The Canadian dollar has been trading in a descending channel against the Japanese yen for the past 18 consecutive days. The decline began after the pair completed what appears to be the fifth leg of our Elliot wave structure at the 89.203 area.
The reasoning behind this deep retracement can be found in an assortment of global issues that are proving to benefit the Japanese yen. Over the past months we've seen altered monetary policy, worsening trade wars and increasing crude oil costs. All of which are displaying to be too much for the modern investor at this current time.
Our current analysis on CAD/JPY confirms the completion of a WXY corrective structure within the channel, leading us to believe a continuation of the macro Elliott wave cycle is ready to resume.

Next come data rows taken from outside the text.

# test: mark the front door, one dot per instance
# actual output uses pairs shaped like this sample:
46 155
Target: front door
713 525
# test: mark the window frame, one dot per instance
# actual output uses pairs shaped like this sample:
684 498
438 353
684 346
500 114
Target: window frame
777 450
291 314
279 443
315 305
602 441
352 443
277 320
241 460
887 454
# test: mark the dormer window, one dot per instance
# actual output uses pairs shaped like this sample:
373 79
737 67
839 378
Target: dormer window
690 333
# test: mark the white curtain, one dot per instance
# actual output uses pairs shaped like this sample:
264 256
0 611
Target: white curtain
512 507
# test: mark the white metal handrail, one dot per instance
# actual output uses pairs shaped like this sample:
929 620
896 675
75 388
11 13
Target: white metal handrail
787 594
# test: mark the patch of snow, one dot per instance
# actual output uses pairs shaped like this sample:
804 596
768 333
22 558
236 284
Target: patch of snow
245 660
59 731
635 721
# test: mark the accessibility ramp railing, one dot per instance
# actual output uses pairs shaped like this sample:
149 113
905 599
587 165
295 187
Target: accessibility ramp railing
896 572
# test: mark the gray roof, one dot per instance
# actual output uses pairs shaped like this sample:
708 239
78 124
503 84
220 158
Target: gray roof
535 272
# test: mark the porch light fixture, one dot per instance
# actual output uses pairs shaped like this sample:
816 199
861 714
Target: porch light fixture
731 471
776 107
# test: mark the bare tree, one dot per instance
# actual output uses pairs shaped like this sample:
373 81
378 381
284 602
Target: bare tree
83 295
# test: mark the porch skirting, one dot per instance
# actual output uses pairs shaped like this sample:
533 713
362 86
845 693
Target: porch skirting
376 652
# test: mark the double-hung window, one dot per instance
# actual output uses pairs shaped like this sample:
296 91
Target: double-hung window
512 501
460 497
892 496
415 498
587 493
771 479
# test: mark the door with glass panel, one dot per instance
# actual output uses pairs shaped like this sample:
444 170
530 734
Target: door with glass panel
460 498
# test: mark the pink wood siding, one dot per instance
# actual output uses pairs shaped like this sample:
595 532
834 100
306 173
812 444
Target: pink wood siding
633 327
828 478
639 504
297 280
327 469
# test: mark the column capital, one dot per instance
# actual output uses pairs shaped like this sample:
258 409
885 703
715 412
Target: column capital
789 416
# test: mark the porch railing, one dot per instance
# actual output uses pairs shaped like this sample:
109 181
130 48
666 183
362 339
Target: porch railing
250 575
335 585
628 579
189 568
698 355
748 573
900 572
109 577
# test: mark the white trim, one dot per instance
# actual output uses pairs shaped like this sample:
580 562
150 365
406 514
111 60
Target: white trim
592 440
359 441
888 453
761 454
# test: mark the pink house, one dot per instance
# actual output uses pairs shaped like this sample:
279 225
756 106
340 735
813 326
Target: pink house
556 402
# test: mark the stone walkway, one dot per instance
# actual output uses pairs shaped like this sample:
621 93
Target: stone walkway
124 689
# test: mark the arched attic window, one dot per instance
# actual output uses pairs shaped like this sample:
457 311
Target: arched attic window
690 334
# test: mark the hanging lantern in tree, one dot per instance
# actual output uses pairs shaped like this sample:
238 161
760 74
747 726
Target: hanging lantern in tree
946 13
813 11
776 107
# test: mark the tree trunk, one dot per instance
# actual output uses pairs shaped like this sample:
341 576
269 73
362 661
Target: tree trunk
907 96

Currently, the pair is trading at the upper resistance of our 18 day bearish channel pattern at 86.004 and could be set for a bull run. However, given that the we expect to engage a stop-hunt at the previous low, the pair should continue trending south during the next trading sessions until the hunt has taken place.
Although the weight of seller to buyer ratio is fundamentally neutral for both pairs, price action and volume current gives us added confluence that the Canadian dollar is expecting a rally to the upside within the coming days.
A stop-hunt is expected to take place at the recent low before engaging our long positions.
Trade recommendations are for a long outcome on the CAD/JPY going ahead this week. Winterfield analysts are looking at the 89.20 area for targets while anything below the 84.651 level is considered invalid.